The new Chief Executive of Nottingham University Hospitals Trust has started work today – with a promised focus on improving maternity services.

Anthony May takes up the most senior operational role at the trust, which runs Nottingham City Hospital and the Queen’s Medical Centre.

One Nottinghamshire County Councillor and health scrutiny committee member welcomed Mr May by saying there is “no one better”, but warned he faces “one of the toughest jobs in the country”.

In an open letter published on his first day, September 1, Mr May apologised on behalf of the trust for its failings in maternity care.

He takes up the post on the same day a new independent review into a series of baby deaths and incidents at the trust begins – which will be led by healthcare and midwifery expert Donna Ockenden.

Mr May arrives after leaving Nottinghamshire County Council, where he was one of the authority’s longest-serving chief executives, and was praised by colleagues before his departure from the authority.

A county councillor who has long campaigned for change at the Trust told the Local Democracy Reporting Service there was “no one better” to head up the trust in the current climate.

Mr May said in the letter he was “proud” of his new colleagues, saying he has  already “seen first-hand how hard they work and how vital, and often challenging, their roles can be”.

He added: “In particular, I will focus on improvements in our maternity services.

“From the outset of my tenure at NUH, I want to offer my unreserved apologies, on behalf of the Trust, for the distress that has been caused due to the failing in our maternity services.

“I am determined to deliver the improvements needed in maternity services, building on the work of our Maternity Improvement Programme.

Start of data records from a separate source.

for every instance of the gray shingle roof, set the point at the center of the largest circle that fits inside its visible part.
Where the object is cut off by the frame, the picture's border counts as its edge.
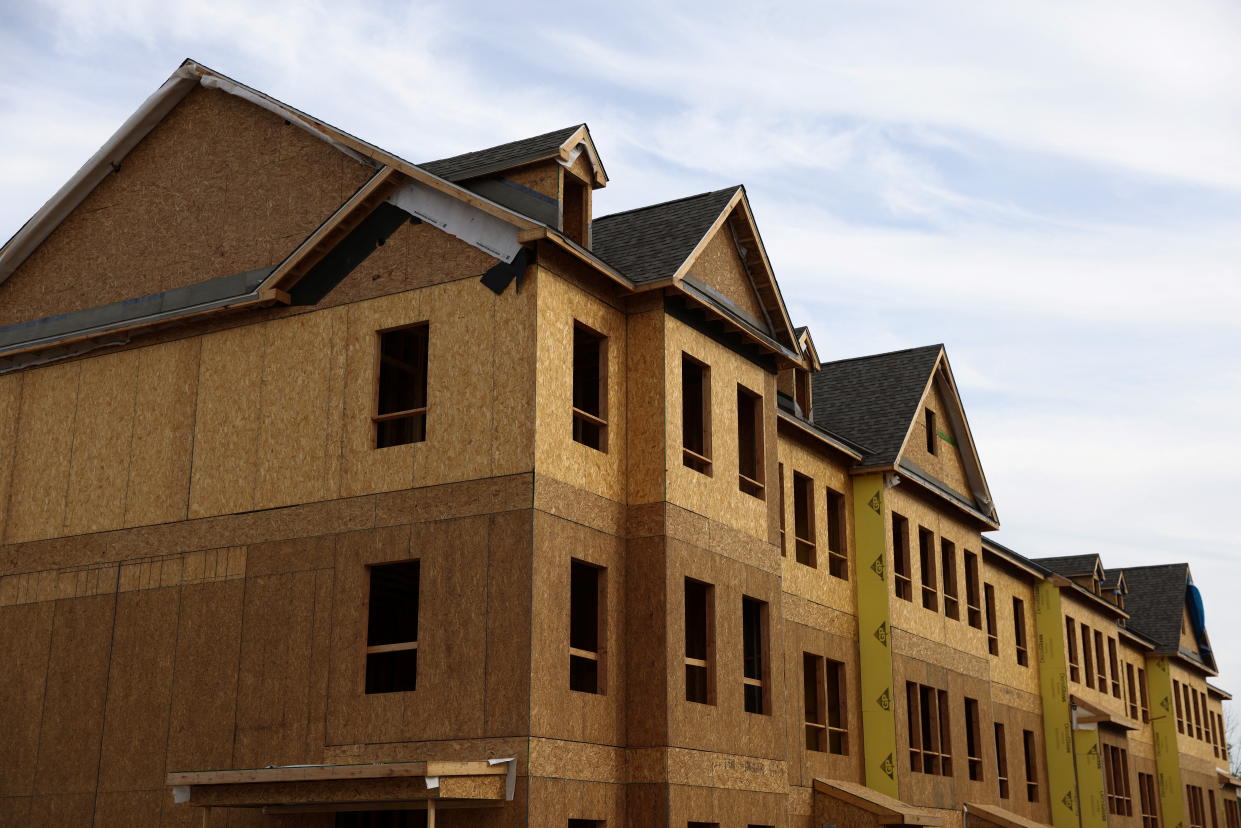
(1157, 602)
(873, 400)
(649, 243)
(487, 160)
(1070, 565)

The Independent Maternity Review, led by Donna Ockenden, starts today and is an important milestone for women and families, and for NUH.

“I would like to welcome Donna and her team to Nottingham and I look forward to working collaboratively with Donna, as part of our wider improvement programme.

“While there is more to do, I have been impressed by the hard work, dedication and expertise of the teams I have met across NUH.”

The trust overall is rated by inspectors as ‘requires improvement’ and its maternity services are graded as ‘inadequate’.

Another report published by the Care Quality Commission in 2021 described a “culture of bullying” at the organisation.

Rupert Egginton had been in the role of interim Chief Executive at the hospitals trust since the departure of Tracy Taylor in 2021 following a long period of Covid-related ill-health.

Mr May published his 100 Day Plan last month, outlining his priorities in the new role, including emergency pathways and flow through the hospital, maternity services, culture and leadership and recruitment and retention of staff.

His 100 day plan includes walkabouts to meet staff across the trust, meeting with local MPs and attending meetings.

Nottinghamshire County Councillor Michelle Welsh (Lab), who has worked with Mr May as a council officer and a councillor, said: “I’ve got an enormous amount of respect for Anthony because he listens.

“This quality will be fundamental to making improvements.

“The NHS is under enormous pressure, and this is one of the toughest jobs in the country – but there’s no one better to head up our hospitals at the moment.

“The fact that he’s prepared to that on is very admirable. He won’t give anything short of 100%

“I hope he meets with the families regarding the maternity crisis as soon as possible.”